I’ll go a little MythBusters here and declare those races CONFIRMED: GOP-favored matchups that I was bullish on but may nonetheless be a better bet than I thought. If it seems unusual that I’d dump all these GOP-favored seats into the GOP column, keep in mind that in the Dems’ 2006 wave year, every Republican seat that was considered “lean Democrat” was, in fact, won by the Democrat, as well as several lean and likely GOP seats; this wave will undoubtedly be bigger.
But how does the GOP span the 21-seat gap from these 41 seats and get to 62? It’s easier than you might think. First, two races — TN-6 and LA-3 — are assuredly going to the GOP, and Silver and I are in agreement there. (43) There are 12 races in which the GOP has about a 50/50 shot to takeover and where Silver and I agree on their rough probabilities; we’ll assume conservatively that the GOP takes half of those. (49) Then we have the seats where Silver thinks I’m over-estimating the likelihood of a GOP takeover; using Silver’s own numbers, we can expect to win 5 of those 16 seats. (54)
That leaves 8 seats to reach my prediction. Using my own numbers for the remaining 50 races I think are competitive but which Silver is generally less impressed by, we find another 9 seats based on the odds, bringing us to 63 total. Factor in the macro effects of a wave election while acknowledging two or three GOP losses, and a GOP take well into the 60s is well within the realm of possibility.
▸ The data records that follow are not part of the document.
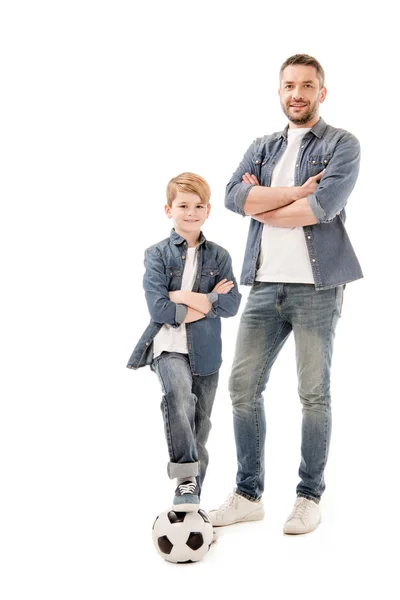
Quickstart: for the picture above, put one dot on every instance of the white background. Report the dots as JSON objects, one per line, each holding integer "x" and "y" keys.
{"x": 101, "y": 104}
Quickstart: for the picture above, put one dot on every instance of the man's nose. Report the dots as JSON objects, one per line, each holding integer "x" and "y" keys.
{"x": 297, "y": 94}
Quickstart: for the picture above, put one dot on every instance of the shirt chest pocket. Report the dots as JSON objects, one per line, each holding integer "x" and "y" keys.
{"x": 317, "y": 163}
{"x": 259, "y": 164}
{"x": 174, "y": 278}
{"x": 209, "y": 278}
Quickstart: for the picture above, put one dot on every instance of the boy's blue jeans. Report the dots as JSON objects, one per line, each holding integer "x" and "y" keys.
{"x": 272, "y": 311}
{"x": 186, "y": 406}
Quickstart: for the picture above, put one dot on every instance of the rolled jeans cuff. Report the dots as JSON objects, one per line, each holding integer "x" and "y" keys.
{"x": 182, "y": 469}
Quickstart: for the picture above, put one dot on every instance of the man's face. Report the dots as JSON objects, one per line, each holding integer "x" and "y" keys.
{"x": 300, "y": 95}
{"x": 188, "y": 212}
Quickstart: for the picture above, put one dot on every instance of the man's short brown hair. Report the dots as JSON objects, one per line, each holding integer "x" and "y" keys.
{"x": 188, "y": 183}
{"x": 307, "y": 60}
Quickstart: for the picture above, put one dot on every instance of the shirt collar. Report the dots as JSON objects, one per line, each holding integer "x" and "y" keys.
{"x": 177, "y": 239}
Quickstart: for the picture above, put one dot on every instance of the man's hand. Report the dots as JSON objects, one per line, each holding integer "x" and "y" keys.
{"x": 247, "y": 178}
{"x": 310, "y": 186}
{"x": 175, "y": 297}
{"x": 223, "y": 287}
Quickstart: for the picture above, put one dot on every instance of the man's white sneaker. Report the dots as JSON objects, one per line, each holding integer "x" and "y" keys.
{"x": 236, "y": 509}
{"x": 305, "y": 517}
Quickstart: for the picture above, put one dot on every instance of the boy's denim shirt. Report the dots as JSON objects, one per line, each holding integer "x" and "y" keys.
{"x": 332, "y": 257}
{"x": 164, "y": 264}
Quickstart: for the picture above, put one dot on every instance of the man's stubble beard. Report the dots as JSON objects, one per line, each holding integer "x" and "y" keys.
{"x": 301, "y": 120}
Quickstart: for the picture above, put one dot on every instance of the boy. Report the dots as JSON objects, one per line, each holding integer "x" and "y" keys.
{"x": 188, "y": 285}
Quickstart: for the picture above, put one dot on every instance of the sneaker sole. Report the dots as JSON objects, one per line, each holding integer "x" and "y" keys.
{"x": 185, "y": 507}
{"x": 257, "y": 515}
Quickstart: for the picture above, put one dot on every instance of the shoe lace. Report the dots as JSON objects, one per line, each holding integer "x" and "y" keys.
{"x": 232, "y": 499}
{"x": 187, "y": 488}
{"x": 300, "y": 509}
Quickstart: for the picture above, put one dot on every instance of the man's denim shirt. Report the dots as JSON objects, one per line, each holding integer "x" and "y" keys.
{"x": 332, "y": 257}
{"x": 164, "y": 264}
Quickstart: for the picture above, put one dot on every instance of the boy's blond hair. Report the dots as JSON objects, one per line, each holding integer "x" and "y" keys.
{"x": 188, "y": 183}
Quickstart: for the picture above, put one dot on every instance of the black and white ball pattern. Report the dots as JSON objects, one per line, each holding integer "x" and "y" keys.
{"x": 182, "y": 537}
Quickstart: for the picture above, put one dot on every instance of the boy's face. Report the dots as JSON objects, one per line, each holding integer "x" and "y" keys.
{"x": 188, "y": 213}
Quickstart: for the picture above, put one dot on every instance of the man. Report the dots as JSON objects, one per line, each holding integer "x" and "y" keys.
{"x": 294, "y": 185}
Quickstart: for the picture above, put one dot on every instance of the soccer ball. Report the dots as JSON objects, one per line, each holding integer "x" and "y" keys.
{"x": 182, "y": 537}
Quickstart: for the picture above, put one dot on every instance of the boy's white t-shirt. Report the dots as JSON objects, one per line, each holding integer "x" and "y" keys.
{"x": 284, "y": 256}
{"x": 173, "y": 339}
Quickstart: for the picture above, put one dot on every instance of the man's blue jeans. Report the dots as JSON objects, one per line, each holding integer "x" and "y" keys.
{"x": 186, "y": 406}
{"x": 272, "y": 311}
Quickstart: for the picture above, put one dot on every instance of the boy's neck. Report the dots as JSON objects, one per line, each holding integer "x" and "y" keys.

As my prediction suggests, that outcome seems likely to me.
A lot can still happen in the next few days, but I’m guessing that if there’s movement, it will be in the GOP’s direction. When looking at early voter turnout and the fact that the House situation looks so solid, I wouldn’t be surprised if a few strong performances at the House level put a GOP Senate candidate or two over the top in a state where they weren’t favored. Doesn’t mean it’ll be a Senate majority, but it should be close.
All in all, though, it’s going to be an excellent year to be a Republican.